I’ve been building a proof of concept for a new product since last August. I’ve just got the first milestone running, which is a big, big step forward. When I’ve got M2 done it will be time to come out of stealth mode, get the message out, do some demos, and start fund raising so I can put a team together…

procmon

November 9, 2013

I’ve long been a fan of Mark Russinovich’s sysinternals utilities, especially procmon and procexp. Today I discovered that in procmon, when browsing filtered file system events, you can get a stack trace by right clicking on the event.
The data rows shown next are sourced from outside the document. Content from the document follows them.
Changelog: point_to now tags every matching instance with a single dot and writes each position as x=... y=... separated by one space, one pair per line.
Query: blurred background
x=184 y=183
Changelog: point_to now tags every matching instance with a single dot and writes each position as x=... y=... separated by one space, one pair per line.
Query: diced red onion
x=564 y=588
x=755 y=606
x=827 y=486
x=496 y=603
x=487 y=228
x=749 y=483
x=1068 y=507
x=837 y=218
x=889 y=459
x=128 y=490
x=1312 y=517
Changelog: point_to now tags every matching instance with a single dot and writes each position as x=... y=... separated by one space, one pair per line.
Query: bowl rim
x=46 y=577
Wow!  I didn’t know that. Very powerful diagnostic technique.

LNK1120

April 5, 2013

Just fixed one of those infuriating Visual Studio link errors. There’s lots of good stuff on stackoverflow, of course, but this one was a bit more subtle. It’s still probably quite common though, if you’re integrating code with differing build systems. The root of the problem is linking code built with Visual C++’s own STL with code using STLport. There are various tools and options in Visual Studio that will help you find the root of the error.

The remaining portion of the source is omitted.